The medullary thyroid carcinoma arises from the parafollicular (C cells), which are concentrated in the midportion or upper half of the gland.7 They secrete the hormone calcitonin, known to lower serum calcium and play an important role in calcium haemostasis. These C cells are derived from APUD cells (amine precursor uptake and decarboxylation), which are widely distributed in the body. Immunohistochemically, the tumour cells are reactive for epithelial markers such as keratin, pan-endocrine markers such as NSE, chromogranin A, B, and C, synaptophysin, opioid peptides, and most importantly, the specific product of C-cells, i.e. calcitonin. They are consistently positive for CEA and generally negative for thyroglobulin.

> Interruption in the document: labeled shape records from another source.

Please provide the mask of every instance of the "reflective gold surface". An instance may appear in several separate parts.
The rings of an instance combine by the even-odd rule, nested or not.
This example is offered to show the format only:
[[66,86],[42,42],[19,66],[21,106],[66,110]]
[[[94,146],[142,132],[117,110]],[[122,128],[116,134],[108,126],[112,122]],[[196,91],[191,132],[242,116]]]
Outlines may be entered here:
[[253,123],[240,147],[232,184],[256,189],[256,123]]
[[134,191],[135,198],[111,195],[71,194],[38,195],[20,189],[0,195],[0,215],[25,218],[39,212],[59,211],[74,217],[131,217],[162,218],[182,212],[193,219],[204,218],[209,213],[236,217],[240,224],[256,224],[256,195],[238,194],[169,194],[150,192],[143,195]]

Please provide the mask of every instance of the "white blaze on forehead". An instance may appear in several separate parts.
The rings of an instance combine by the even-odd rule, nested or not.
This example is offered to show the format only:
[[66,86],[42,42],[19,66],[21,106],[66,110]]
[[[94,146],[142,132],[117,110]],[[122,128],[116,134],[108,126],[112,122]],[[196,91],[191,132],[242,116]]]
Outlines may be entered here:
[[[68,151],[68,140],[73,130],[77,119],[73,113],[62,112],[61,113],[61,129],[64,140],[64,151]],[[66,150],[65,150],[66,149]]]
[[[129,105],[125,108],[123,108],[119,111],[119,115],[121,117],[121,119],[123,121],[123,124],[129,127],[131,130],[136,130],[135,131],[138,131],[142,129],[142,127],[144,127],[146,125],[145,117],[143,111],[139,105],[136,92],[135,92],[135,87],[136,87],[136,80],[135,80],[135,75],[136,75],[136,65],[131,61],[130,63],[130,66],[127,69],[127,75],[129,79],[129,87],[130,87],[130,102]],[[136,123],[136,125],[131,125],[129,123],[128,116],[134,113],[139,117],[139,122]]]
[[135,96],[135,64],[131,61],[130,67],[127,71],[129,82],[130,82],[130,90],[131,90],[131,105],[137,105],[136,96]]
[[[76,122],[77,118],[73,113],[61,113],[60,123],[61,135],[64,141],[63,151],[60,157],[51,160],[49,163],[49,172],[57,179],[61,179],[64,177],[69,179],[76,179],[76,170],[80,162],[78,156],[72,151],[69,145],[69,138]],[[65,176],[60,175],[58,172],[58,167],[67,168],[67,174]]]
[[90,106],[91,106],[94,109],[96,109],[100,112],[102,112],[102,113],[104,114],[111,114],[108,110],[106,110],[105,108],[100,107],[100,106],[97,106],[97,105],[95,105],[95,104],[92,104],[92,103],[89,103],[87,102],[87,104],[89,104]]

Other products that have been detected in medullary carcinoma include somatostatin, adrenocorticotropic hormone (ACTH), calcitonin gene-related peptide, serotonin, melanocyte–stimulating hormone (MSH), prostaglandins, bombesin, gastrin-releasing peptide, substance P, L-dopa decarboxylase, histaminase, glucagon, insulin, human chorionic gonadotropin, and the polysialic acid of the neural cell adhesion molecule.4. For diagnosis, these rare tumours must show both the morphological features of medullary carcinoma together with immunoreactivity for calcitonin, and the morphological features of papillary carcinoma together with immunoreactivity for thyroglobulin.1 The metastatic lesions also display both the morphological and the immunohistochemical patterns of both cell lines.5,8,9 The presence of immunoreactivity for the two hormones in metastases is an important diagnostic clue.1 The tumours show immunoreactivity for calcitonin, usually in the solid foci, and for thyroglobulin in the glandular structures, but the two hormones can co-exist in the same area.1

The histogenesis of these tumours is debatable, but the following hypotheses have been put forward: origin from uncommitted stem cells, origin from differentiated cells with deregulation of gene expression allowing the production of both calcitonin and thyroglobulin, a dual origin of C cells, neuroectodermal and endodermal, and neoplastic transformation. The last hypothesis is unlikely because of the finding of calcitonin and thyroglobulin in the same neoplastic cells.1

The prognosis of these mixed tumours is not clearly defined because of the small number of reported cases.